ST. THOMAS, VI — Some of the nation’s most prominent research scholars are gathering this week in St. Thomas to strategize solutions and share best practices on how to improve Black male achievement.
For the second year in a row, the three-day international colloquium has brought together researchers from various academic disciplines who are engaged in cutting-edge scholarship that focuses squarely on how to address what has become one of the nation’s most vexing problems.
“This has always been our vision,” says Dr. Jerlando F. L. Jackson, the Vilas Distinguished Professor of Higher Education at the University of Wisconsin-Madison and the director of the Wisconsin Equity and Inclusion Laboratory—a research center that is dedicated to conducting both basic and applied research on topics of equity and inclusion in education, with a particular focus on higher education.
The idea for a colloquium, he says, came in 2009 when he and Dr.
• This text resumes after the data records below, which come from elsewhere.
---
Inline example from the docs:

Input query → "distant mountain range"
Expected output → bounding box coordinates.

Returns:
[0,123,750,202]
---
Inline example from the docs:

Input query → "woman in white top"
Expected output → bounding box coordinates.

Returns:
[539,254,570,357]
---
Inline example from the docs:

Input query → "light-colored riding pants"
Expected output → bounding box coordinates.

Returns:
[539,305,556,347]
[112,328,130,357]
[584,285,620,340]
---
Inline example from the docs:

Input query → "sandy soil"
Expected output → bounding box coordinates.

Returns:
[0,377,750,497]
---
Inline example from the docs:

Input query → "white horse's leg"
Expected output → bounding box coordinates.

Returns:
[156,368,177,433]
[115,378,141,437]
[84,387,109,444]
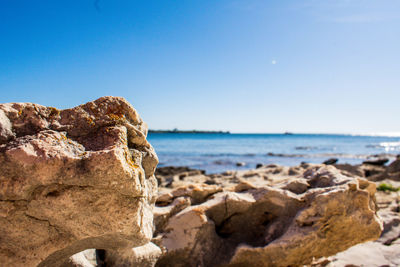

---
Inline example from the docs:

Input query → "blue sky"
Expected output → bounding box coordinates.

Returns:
[0,0,400,133]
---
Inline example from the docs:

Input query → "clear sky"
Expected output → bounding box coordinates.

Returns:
[0,0,400,133]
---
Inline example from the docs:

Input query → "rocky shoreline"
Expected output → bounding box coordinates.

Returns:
[0,97,400,267]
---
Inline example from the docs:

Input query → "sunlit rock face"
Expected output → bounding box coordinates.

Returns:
[153,165,382,266]
[0,97,158,266]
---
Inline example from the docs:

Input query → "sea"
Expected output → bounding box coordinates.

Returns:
[148,133,400,174]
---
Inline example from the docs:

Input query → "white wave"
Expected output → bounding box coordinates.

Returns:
[358,132,400,137]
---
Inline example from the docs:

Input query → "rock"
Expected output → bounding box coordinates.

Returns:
[322,158,339,165]
[0,97,158,266]
[363,158,389,166]
[387,157,400,173]
[61,249,99,267]
[156,165,382,266]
James L. Moore, III, the College of Education and Human Ecology Distinguished Professor of Urban Education at Ohio State University (OSU) authored an article for the International Encyclopedia of Education and pointed out that girls in both the United States and other countries were quickly outperforming boys academically.
The two, who are considered leading experts in a growing field of scholarship that focuses on black males, first put out the call to academicians who traveled last year to the United Kingdom to begin what they now expect will become an annual conversation aimed at better understanding the unique challenges that Black males face, while also celebrating the many accomplishments that often go unreported.
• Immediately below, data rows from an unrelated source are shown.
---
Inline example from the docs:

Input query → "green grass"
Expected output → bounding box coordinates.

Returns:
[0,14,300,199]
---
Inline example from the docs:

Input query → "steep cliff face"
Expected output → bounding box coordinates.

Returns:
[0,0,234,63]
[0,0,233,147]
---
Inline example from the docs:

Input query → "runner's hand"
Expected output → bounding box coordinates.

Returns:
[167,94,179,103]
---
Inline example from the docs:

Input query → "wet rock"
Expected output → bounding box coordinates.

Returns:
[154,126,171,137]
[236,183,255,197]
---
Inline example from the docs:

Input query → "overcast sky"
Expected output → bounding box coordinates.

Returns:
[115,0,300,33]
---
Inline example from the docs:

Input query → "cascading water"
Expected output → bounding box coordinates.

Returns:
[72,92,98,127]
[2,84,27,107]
For example, Dr. Rex L. Crawley who runs the Uzuri think-tank at Robert Morris University in Pittsburgh says that nearly 90 percent of African American males at his university go on to graduate from the institution, surpassing African American females in attendance.
“The negative stories have already been told,” he says. “We want to focus on the success stories.”
Despite the dismal overall numbers when it comes to high dropout rates for black males in high school and college, experts say that there are encouraging signs. During the panel discussions that will be held at the University of the Virgin Islands, the focus will remain on a wide-range of topics including black males and community engagement, the outcomes for black student athletes, and academic engagement among black males at predominantly white institutions.
“I want to be able to pick the minds of the different professionals who are here,” says Michael Golden, Jr., 19, a junior majoring in construction systems management at OSU who was selected to attend the colloquium. He like several of his classmates have been active in the Todd Anthony Bell National Resource Center which is headquartered at the university and whose focus is to engage in critical research studies focused on Black males.
Anthony Wright, 20, who is a junior at the University of Wisconsin- Madison says that he’s hoping that the colloquium will help him discover “retention strategies” that will help him to keep black males from dropping out on h is campus.
Wright, who is president of the Wisconsin Black Student Union, says that even as he contemplates going to graduate school to earn a Masters in Business Administration when he finishes his undergraduate studies, he would like to find a way use his degree in the college and recruiting process.
Clemson University, the African American Male Research Initiative at the University of Texas at Austin and XL Academics—a company that utilizes technology to foster a relationship between alumni and colleges—were among a dozen or so entities to sponsor the colloquium, which kicked off with a four hour tour of historical and cultural sites in St. Thomas.
Dr. David Hall, the president of the University of the Virgin Islands and Dr. Ivory A. Toldson, the deputy director of the White House Initiative on Historically Black Colleges and Universities are expected to address the participants.